Thanks for helping me explore the problem @matiwertyl2!
I agree that a universal lock wouldn't work, but I think we're getting close to something that would work for most teams. For my understanding, is the mutual exclusion requirement something that's native to apk, or an idea introduced by apko? Looking through the spec, I'm able to find concepts like replaces or install_if, but can't find anything specific for mutual exclusion.
I think we're on the same page. As far as I see it, there are two possible ways to construct transitive dependency information:
- We enhance the lockfile to include the resolved dependencies for each package, this would make the problem very easy.

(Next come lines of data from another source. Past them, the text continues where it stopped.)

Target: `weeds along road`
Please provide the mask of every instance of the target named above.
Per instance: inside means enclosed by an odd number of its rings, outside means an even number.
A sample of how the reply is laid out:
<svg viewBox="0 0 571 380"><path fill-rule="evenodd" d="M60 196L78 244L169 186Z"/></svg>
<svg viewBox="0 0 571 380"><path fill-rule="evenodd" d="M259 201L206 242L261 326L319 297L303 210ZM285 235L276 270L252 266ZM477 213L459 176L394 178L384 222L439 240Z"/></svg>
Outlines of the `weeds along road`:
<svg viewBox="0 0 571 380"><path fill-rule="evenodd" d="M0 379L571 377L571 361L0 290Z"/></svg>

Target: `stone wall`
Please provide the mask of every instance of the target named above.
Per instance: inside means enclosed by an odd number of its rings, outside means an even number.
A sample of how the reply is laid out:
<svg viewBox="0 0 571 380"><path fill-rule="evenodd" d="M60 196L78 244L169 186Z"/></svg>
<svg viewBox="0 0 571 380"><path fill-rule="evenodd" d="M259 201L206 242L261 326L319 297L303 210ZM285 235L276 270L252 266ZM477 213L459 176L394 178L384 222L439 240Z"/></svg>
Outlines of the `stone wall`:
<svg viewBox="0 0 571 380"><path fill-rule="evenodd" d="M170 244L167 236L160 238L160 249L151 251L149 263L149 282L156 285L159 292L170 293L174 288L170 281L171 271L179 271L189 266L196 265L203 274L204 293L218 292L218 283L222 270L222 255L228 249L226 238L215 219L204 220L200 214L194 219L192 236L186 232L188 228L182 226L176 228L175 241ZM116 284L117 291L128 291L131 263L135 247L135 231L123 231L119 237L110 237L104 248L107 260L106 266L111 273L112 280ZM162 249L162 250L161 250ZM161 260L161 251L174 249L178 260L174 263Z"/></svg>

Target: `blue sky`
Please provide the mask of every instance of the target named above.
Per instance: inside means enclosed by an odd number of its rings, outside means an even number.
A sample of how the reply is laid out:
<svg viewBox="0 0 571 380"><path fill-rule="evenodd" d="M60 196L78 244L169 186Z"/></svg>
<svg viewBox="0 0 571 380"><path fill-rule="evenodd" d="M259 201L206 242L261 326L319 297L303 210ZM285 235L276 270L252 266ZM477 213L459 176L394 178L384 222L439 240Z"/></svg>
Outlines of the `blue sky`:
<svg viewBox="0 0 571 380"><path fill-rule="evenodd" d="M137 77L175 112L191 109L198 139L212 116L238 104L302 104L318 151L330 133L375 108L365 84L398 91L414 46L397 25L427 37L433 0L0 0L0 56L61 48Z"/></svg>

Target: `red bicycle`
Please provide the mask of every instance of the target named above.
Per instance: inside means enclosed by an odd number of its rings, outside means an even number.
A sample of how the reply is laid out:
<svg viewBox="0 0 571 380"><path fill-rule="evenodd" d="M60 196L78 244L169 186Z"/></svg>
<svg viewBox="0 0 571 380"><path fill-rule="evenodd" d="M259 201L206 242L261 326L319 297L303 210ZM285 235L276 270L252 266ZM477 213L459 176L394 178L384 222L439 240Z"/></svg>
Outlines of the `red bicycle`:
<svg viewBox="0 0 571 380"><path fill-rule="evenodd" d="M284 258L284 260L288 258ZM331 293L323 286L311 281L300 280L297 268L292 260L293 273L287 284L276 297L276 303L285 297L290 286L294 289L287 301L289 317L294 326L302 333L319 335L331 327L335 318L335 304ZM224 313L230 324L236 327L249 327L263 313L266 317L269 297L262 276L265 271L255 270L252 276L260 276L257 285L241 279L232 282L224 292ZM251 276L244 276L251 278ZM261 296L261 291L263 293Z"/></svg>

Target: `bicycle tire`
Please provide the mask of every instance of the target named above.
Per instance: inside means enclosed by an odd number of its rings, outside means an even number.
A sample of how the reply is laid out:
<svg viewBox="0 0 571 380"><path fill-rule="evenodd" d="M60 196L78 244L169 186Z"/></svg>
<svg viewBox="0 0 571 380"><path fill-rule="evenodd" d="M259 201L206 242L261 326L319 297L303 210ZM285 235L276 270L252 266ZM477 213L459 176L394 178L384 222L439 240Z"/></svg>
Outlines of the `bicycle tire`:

- We parse the APKINDEX files to find what each package supplies and provides (or in a world where we can do whatever we want, add them to the lockfile), then mark any potential provider for a package as a dependency, provided it is also in the lockfile and matches the architecture of the package.
- This would allow apko to determine the right packages to pull in to the image at buildtime.
- I agree this seems heavy on the rules side, it'd be a little bit of a pain to implement.
- We could potentially be pulling in unnecessary dependencies at build time. That said, it feels unlikely that the rendered lockfile would include two packages that provide the same thing. Is that possible?
On the chicken and egg problem, I'm not sure we actually need to be building with lockfile, in my eyes the biggest benefit of the lockfile is that it guarantees a set of packges from our repositories that are all satisfied within the set - which gives us our own repository. We can build by representing the repository on disk. We can either:
- Build a new index file for each architecture.
- This would be a pain since we'd be right back to parsing the existing APKINDEX files to do it.
- In a world where we're looking at lockfile v2, it'd be great if we also included the index information with each package so we could add a "build index file" subcommand.
- Take the existing indices, put them in separate directories, and decide which packages live alongside them by matching the URLs and architectures.
- In our dynamic config, we'd then have to tag these appropriately based on our URL match.
- This is totally fine - but feels a little ugly with the URL matching.